Aku melanjutkan langkah kakiku berlari meninggalkan Ray yang berdiri tertegun setelah kusemprot barusan. Bagus! Dia tidak mengejarku.

Berbagai macam ejekan dan hinaan mulai terlontar dari mulut pedas para murid disana, menghujani langkah demi langkahku berlari di pinggiran lapangan itu. Aku berusaha menebalkan telingaku dan terus berlari mengabaikan suara-suara sumbang itu. Masa bodoh jika mereka mengataiku si pembuat onar, pengacau, atau apalah...Aku hanya ingin segera menyelesaikan hukumanku.

Di sisi lain lapangan itu, tampak Rio mengepalkan tangannya ke arahku sambil berteriak, "Semangat Vin..."

Aku membalas Rio dengan senyumanku. Dia satu-satunya orang yang peduli padaku saat ini, bahkan Ray yang tadi pagi jelas-jelas berkata ingin menjadikanku pacarnya seakan tidak memperdulikanku, masih tetap berdiri mematung di posisi yang sama saat aku meninggalkannya. Dia tidak berusaha memberiku motivasi di saat aku membutuhkan semangat, di tengah gunjingan dan hinaan teman-teman sekelasnya.

Hei...apa yang sedang kupikirkan? Apakah aku baru saja mengharapkan dia menyemangatiku? Tidak...aku tidak butuh perhatiannya.

Aku telah menyelesaikan satu putaran yang melelahkan hingga kembali ke posisi semula dimana Ray masih tetap berdiri disitu. Aku sedikit berbelok untuk menghindari bertabrakan dengannya sembari membuang mukaku tak ingin memandangnya. Sungguh diluar dugaanku, kali ini Ray mengikutiku dengan berlari di sampingku. Lagi-lagi aku dibuat kikuk oleh kehadirannya. Aku bimbang antara benci atau senang.

"Maaf, aku sengaja tak mengejarmu tadi...Aku takut kamu terlalu memforsir tenagamu berlari menghindariku yang berujung kamu akan kelelahan sebelum menyelesaikan hukumanmu," ucap Ray sambil menoleh ke arahku.

"Kamu tidak perlu minta maaf. Siapa yang memintamu untuk mengejar dan menemaniku berlari? Tidak ada, kan! Jadi sekarang berhentilah berlari disampingku, kamu menggangguku! Aku tidak mau mereka semakin mengolokku akibat kehadiranmu disini," balasku ketus tetap menatap lurus ke depan.

Aku ingin segera menambah kecepatan untuk berlari meninggalkannya. Tapi apa daya napasku sudah terengah-engah kelelahan, mungkin akibat terlalu banyak merokok. Langkah kakiku pun semakin melambat.

"Bagaimana jika aku memutuskan tetap berlari mengikutimu?" Ray menantang.

Aku menghentikan langkahku. Aku paling tidak suka ditantang.

"Apa susahnya bagimu untuk menjauh dariku, hah?" Aku menoleh ke arahnya, menatapnya tajam.

"Maaf, Vin...Kamu boleh memintaku melakukan apa saja, tapi kumohon jangan memintaku menjauh darimu." Dia terlihat serius dengan ucapannya.

Maaf Ray, aku terpaksa memberimu pelajaran bukan karena aku membencimu tapi aku ingin kamu menjauh dari kehidupanku. Aku tidak sedang emosi, hanya saja aku tidak siap menerima kehadiranmu di hidupku.

Bugghhh...!!!

Sebuah bogem mentah kulayangkan mendarat telak di pipinya. Ray yang tak siap dengan seranganku yang tiba-tiba, tumbang seketika tersungkur di lantai lapangan itu. Suasana pun mendadak menjadi ramai dan ricuh menyaksikan kejadian ini.

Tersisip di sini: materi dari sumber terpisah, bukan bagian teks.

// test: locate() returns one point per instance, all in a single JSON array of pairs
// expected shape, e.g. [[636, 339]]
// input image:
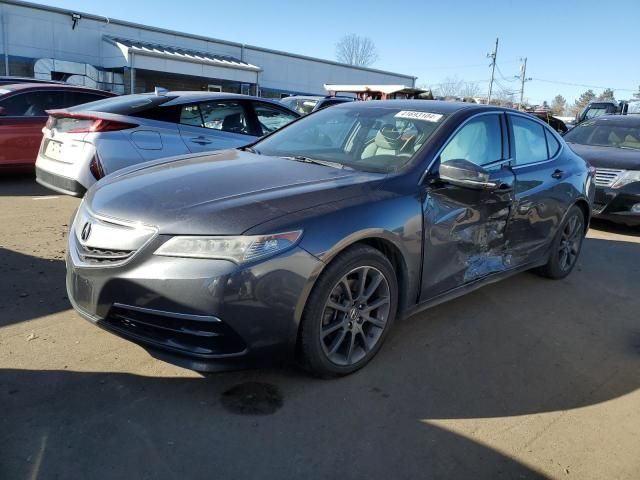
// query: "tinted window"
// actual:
[[272, 118], [552, 144], [125, 105], [529, 139], [190, 115], [33, 104], [162, 113], [303, 106], [225, 116], [479, 141], [605, 133]]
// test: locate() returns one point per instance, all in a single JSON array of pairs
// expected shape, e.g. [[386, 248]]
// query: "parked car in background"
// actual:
[[23, 114], [81, 145], [316, 238], [611, 144], [304, 105], [596, 109]]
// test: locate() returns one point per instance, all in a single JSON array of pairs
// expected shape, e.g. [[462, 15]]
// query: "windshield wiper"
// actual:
[[326, 163], [250, 150]]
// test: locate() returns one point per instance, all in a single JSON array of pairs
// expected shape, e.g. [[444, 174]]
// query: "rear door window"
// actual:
[[479, 141], [530, 141], [226, 116], [272, 118], [190, 115], [553, 145]]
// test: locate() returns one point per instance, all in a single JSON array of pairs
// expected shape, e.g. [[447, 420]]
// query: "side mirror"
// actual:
[[464, 173]]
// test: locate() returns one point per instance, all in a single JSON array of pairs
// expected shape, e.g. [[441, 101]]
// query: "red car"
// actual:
[[23, 114]]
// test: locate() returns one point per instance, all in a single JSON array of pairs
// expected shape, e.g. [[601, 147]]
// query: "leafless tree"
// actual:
[[449, 87], [356, 50], [470, 90]]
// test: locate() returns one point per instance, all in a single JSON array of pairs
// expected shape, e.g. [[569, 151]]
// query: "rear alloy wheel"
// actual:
[[349, 312], [566, 246]]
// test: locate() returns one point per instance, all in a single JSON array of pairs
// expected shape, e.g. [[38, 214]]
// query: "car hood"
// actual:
[[224, 193], [608, 157]]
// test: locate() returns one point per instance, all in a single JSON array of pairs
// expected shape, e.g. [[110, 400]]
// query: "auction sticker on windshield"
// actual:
[[428, 116]]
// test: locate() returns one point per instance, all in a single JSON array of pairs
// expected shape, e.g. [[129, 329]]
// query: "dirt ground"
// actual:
[[528, 378]]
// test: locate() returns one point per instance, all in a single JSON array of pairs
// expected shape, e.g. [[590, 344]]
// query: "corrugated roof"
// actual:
[[186, 54]]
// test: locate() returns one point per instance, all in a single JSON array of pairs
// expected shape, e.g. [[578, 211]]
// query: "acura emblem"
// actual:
[[86, 231]]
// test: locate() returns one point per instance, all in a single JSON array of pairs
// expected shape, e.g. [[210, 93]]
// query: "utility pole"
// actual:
[[523, 79], [493, 57]]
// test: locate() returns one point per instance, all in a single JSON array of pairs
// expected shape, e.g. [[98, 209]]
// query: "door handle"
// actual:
[[201, 140]]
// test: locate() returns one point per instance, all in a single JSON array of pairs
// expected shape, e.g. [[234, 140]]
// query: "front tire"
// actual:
[[349, 312], [566, 246]]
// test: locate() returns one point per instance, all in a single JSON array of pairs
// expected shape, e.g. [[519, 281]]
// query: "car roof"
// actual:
[[181, 97], [432, 106], [304, 97], [632, 120], [8, 79], [16, 87]]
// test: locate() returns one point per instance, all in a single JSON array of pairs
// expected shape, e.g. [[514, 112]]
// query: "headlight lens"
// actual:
[[236, 249], [626, 178]]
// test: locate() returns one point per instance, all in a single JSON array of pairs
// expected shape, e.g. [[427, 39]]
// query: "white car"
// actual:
[[84, 143]]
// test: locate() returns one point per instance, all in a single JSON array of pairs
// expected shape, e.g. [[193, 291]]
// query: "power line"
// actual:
[[559, 82], [493, 56]]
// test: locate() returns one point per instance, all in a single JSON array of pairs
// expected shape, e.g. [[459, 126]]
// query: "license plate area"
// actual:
[[53, 150]]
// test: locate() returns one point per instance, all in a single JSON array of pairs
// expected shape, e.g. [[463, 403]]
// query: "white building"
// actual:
[[93, 50]]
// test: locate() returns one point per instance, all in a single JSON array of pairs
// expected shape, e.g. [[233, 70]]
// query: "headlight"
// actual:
[[236, 249], [626, 178]]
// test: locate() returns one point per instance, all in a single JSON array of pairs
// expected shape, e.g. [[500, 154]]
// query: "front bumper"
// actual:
[[206, 315], [614, 204]]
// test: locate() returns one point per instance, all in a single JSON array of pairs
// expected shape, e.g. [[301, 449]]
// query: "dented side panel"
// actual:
[[466, 234]]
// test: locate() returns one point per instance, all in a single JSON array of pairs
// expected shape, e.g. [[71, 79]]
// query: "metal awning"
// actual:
[[177, 53]]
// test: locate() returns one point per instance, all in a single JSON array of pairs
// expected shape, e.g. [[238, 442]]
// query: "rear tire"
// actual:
[[349, 313], [566, 246]]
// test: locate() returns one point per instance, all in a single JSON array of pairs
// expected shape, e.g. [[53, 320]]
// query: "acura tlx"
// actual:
[[312, 241]]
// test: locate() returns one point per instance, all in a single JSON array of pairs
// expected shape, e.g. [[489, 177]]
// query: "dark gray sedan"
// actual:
[[313, 241]]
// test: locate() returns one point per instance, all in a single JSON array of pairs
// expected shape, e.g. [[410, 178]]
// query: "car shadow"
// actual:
[[611, 227], [31, 287], [22, 185], [528, 346]]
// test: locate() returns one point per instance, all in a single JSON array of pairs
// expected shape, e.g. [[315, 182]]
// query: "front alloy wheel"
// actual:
[[355, 315], [349, 312]]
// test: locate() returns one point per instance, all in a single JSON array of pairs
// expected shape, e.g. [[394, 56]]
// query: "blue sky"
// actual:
[[567, 42]]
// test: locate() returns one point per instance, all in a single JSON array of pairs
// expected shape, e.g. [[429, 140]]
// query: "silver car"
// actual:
[[84, 143]]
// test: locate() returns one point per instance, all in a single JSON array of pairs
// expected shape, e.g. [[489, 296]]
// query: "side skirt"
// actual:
[[470, 287]]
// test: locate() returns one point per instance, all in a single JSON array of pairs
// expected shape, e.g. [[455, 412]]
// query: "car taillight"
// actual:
[[101, 125], [95, 167]]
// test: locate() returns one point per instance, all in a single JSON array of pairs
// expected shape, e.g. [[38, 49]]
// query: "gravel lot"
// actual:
[[492, 385]]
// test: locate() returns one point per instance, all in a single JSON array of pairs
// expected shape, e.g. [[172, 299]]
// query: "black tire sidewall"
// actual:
[[553, 268], [314, 358]]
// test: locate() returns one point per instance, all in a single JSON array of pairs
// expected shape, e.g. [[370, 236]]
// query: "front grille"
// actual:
[[189, 334], [102, 256], [605, 177]]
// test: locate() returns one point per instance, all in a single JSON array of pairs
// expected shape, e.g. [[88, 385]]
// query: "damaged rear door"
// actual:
[[465, 229]]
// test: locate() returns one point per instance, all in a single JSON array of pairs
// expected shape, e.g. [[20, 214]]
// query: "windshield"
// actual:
[[605, 134], [380, 139], [300, 105]]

Ray tampak terduduk memegangi pipinya yang mungkin terasa nyeri sambil menatap nanar padaku heran, mengapa aku tiba-tiba memukulnya? Tatapan matanya seolah bertanya apa salahnya terhadapku.

"Itu untuk yang kau lakukan semalam padaku Ray, kita impas! Mulai sekarang, jangan pernah ganggu aku lagi!" ucapku dingin pada Ray. Mungkin dengan cara ini dia akan menjauh dari kehidupanku.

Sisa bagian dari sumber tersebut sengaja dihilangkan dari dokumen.